When a family member or friend dies, the time afterward is always very distressing. Financial issues can make the situation even worse, and if the person has not done any estate planning, resolving finances after a death, can become complicated. Even though it is not easy, it is always a good idea to plan ahead. Taking out funeral plans to cover the cost of a funeral is a good idea, but above all, a will is more important than anything else.
A Death Certificate
The first thing you should when someone dies, is to get the death certificate. Many organisations including funeral plans, banks and life insurance companies will need to see the death certificate or the registration of death. This is a painful process to go through, and if you don’t feel up to it, you should ask someone to help.
Who Should You Notify?
After someone dies, you should try to notify everyone as soon as possible. This is particularly important if the person has credit cards or loans. It is easy to assume your debts die with a person, but that is not always the case. If you have an estate, and die with debts, any lender will likely make a claim. Let all financial organisation involved know as soon as possible. Of course, this essential when you expect funeral plans services to settle the bill for the funeral.
What Happens to Life Insurance?
If the person dies with no debts or mortgages, the life insurance becomes part of the estate. The lump sum of money from a life insurance policy can be inherited by surviving family members. It can be used to pay for the funeral if there are no funeral plans in place to do so.
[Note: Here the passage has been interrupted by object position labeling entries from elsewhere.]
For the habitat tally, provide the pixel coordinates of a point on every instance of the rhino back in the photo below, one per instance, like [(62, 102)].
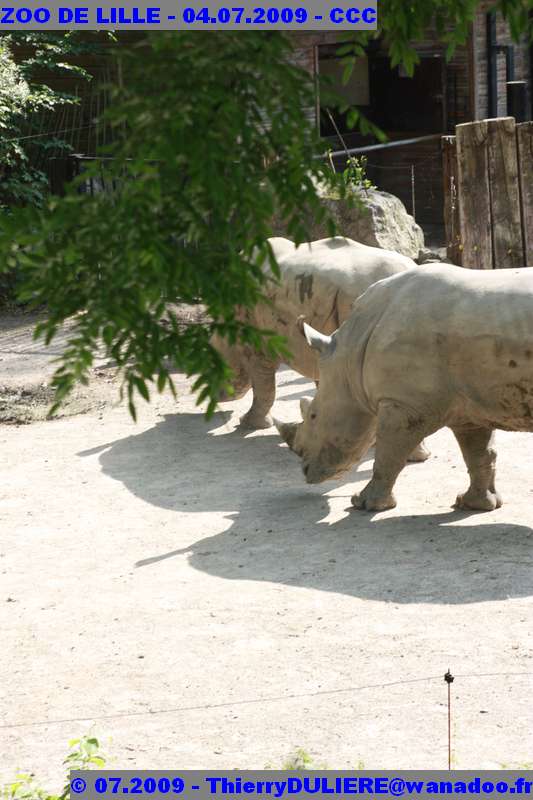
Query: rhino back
[(320, 280), (449, 338)]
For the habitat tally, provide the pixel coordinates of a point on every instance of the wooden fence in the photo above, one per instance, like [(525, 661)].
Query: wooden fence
[(488, 191)]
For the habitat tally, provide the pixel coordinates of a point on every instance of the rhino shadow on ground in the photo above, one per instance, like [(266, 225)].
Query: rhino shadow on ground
[(280, 530)]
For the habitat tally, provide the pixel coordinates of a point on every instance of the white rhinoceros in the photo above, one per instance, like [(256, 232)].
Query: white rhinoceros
[(432, 347), (319, 280)]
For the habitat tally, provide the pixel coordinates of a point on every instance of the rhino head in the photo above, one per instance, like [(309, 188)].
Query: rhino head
[(327, 439), (236, 359)]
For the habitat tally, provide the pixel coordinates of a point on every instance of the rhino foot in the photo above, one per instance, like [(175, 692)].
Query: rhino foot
[(370, 499), (253, 421), (479, 500), (419, 454)]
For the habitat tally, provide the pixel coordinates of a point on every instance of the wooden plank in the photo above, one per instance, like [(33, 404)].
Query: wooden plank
[(507, 245), (474, 195), (452, 221), (524, 135)]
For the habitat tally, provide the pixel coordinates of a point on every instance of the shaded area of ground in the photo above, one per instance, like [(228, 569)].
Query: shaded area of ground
[(174, 587)]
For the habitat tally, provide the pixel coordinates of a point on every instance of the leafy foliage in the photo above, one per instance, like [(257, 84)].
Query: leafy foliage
[(24, 100), (84, 754), (355, 173), (211, 140)]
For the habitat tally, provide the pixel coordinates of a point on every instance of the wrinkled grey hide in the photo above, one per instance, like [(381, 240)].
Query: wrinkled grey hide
[(320, 281), (436, 346)]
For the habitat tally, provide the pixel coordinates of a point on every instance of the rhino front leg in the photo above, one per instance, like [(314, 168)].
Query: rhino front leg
[(480, 458), (263, 375), (399, 432)]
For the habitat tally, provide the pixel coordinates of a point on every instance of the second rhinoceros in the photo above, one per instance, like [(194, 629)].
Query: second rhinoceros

Many think that using life insurance to pay for a funeral is not good value for money. This is why so many families in the UK opt for taking out funeral plans.
Leaving A Will
When there is no will, things can often become more complicated. Sometimes, if there are no immediate surviving family members, other relatives will have to be traced. If that is not possible, the money will go to the taxman. Today, there are companies which specialise in trying to find lost relatives. It is important to leave a will even if you don’t have any surviving family or friends you want to leave your money to. Perhaps you have been involved with a charity during your lifetime. In that case, you can always leave any money to them.
List of Financial Status
Creating a list of your financial status is another good idea. When this exists, it is easier for family and friends to deal with debts or track down assets. It is surprising how many people don’t want to leave details of their financial status. This can often make the situation difficult, and when debts crop up, the rest of the family may wonder how they are going to settle them.
What About Your Home?
Yes, your home will become part of your estate. However, you need to make your family is aware if there are any restrictions when it comes to the equity of your home. Many seniors choose to use part of the equity in their homes. This is called equity release. Equity release is a good idea when you have plenty of equity in your home. It gives you money to spend on the things you consider important. Perhaps you have a bucket list of places you would like to travel to before you pop your clogs. The downside of equity release is that it needs to be paid for when you die. If there is any remaining equity in the home once the home has been sold, your surviving family will inherit what remains.
Honesty is Best
Good estate planning is all about honesty. You don’t have to tell your family what they are going to inherit. But making it complicated is not the thing to do. Resolving finances after a death is complicated enough without extra hassle. So, be honest with yourself and think about estate planning as a way of giving yourself peace of mind. It may even feel comforting to know your family will be taking care of after you have moved on.